Her big break came in 1990, when director Paul Verhoeven featured her in his futuristic thriller Total Recall. But it was his next film, Basic Instinct, that finally put her on the map. She’d won the part by arriving at the screen test with Michael Douglas wearing an Armani pantsuit and a sheer blouse with no bra underneath. The message: I’m proud of—and comfortable with—my body.

What’s interesting, though, is that Stone says it wasn’t until Basic Instinct that she began to realize she was pretty. She remembers the moment, at a prerelease screening of the film for several pals on her birthday. “I turned to one friend, and I was like, ‘Look how great they made me look. It’s unbelievable.’ He goes, ‘That’s how you look.’ I’m like, ‘No. No. Really, look what they did!’ He says, ‘Would you shut up? I’m trying to watch the movie. That’s how you look.’”
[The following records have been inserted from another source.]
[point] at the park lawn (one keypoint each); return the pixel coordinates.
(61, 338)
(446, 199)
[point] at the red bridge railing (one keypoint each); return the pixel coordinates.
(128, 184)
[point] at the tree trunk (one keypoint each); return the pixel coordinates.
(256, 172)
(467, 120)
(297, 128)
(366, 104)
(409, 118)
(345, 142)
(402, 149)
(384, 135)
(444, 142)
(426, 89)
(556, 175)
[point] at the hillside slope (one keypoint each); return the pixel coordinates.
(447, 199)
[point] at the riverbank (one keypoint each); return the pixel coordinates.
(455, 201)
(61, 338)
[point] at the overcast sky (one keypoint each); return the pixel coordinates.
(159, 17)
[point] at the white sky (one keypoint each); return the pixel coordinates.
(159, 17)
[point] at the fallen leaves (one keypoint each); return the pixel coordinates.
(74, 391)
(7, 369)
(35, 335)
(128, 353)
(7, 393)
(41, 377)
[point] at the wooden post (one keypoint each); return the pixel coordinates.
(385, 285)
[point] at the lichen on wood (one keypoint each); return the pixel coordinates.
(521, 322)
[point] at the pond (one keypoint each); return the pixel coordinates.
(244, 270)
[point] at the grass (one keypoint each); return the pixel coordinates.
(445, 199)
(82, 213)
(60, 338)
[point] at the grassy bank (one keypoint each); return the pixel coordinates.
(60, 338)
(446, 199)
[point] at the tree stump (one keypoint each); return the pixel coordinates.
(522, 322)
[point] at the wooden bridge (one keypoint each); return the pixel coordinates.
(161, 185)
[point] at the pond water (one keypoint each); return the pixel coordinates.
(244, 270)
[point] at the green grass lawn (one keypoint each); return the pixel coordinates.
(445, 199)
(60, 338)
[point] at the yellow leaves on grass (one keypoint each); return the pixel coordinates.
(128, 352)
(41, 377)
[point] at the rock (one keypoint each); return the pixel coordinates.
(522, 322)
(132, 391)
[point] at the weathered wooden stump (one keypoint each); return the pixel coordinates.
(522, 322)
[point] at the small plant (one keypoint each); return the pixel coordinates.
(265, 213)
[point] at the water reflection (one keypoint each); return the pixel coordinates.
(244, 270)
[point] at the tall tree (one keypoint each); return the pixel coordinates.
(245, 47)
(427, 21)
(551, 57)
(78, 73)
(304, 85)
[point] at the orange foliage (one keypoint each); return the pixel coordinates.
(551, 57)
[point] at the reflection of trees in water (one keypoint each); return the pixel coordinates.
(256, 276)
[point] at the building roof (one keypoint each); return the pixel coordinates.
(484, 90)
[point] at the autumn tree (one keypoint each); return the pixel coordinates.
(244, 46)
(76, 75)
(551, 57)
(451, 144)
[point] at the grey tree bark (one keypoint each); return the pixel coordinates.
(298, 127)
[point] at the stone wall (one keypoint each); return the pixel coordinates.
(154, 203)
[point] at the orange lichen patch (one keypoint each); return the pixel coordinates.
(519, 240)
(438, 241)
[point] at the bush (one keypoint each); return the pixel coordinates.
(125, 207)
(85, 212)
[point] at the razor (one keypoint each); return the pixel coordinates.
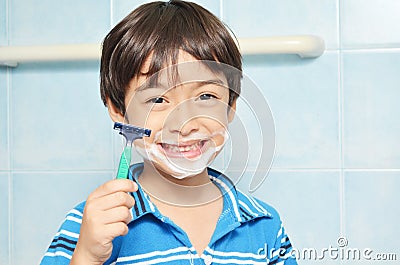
(130, 133)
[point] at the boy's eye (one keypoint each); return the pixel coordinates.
(207, 96)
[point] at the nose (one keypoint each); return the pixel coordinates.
(182, 120)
But it was her willingness to expose herself emotionally, not physically, that earned her a Golden Globe Award and an Oscar nomination for Casino, Martin Scorsese’s 1995 film, in which she played the wife of a Vegas mobster (Robert De Niro). Somewhere along the line, Stone had grown into herself enough to really get naked.

Today she says she isn’t vain about her body. She takes care of it: She is a devoted student of Pilates and consumes very little caffeine. But fundamentally, she sees her physique as an instrument of her work.

“If I’m in an action movie and I’m holding the gun and my elbow is right in the camera, I will say, ‘I think my elbow looks baggy or bad,’” she says matter-of-factly. “Or I say, ‘I have cellulite today.’ I tell them what I think is the problem. Because I’m looking for the better visual, the right thing.